Version: Unity 6 (6000.0)
Language : English
Dual thread allocator example
Bucket allocator example

Dynamic heap allocator example

Prerequisites

The examples use the memory usage reports that Unity writes to the log when you close the Player or Unity Editor. To create these reports, use the -log-memory-performance-stats command line argument. To find your project’s log files, follow the instructions on the log files page.

Example usage report

An example usage report for the dynamic heap allocator is as follows:

[ALLOC_DEFAULT_MAIN]
Peak usage frame count: [16.0 MB-32.0 MB]: 497 frames, [32.0 MB-64.0 MB]: 1 frames
Requested Block Size 16.0 MB
Peak Block count 2
Peak Allocated memory 54.2 MB
Peak Large allocation bytes 40.2 MB

In this example, the Two Level Segregated Fit (TLSF) block size is 16 MB, and Unity has allocated two blocks. The peak usage of the allocator was 54.2 MB. Of those 52.4 MB, 40.2 MB weren’t allocated in the TLSF block, and instead fell back to virtual memory. Most frames had 16 to 32 MB of allocated memory, while one frame, which was likely the loading frame, peaked at 32 to 64 MB of memory.

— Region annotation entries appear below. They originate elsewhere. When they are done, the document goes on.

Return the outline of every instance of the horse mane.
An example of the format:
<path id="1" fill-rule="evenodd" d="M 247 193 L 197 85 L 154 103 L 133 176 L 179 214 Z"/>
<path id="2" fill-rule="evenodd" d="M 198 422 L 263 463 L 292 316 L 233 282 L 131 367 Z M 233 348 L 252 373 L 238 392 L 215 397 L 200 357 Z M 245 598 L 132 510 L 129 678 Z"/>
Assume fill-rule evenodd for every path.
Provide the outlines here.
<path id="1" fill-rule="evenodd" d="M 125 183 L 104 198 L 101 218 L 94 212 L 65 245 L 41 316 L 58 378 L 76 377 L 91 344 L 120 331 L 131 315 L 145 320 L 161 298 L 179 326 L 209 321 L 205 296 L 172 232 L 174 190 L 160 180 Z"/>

If you increased the block size the large allocation stays in the dynamic heap rather than fall back into virtual memory. However, that block size might lead to memory waste, because the blocks might not be fully used.

The type tree and file cache allocators use dynamic heap allocation. To save the memory blocks they might otherwise use under this algorithm, you can set the type tree block size and file cache block size to 0. Allocations that would have used typetree and cache fall back to the main allocator instead.

However, reducing the block size to 0 has a risk of increased native memory fragmentation. Refer to Customize allocators for how to set these block sizes.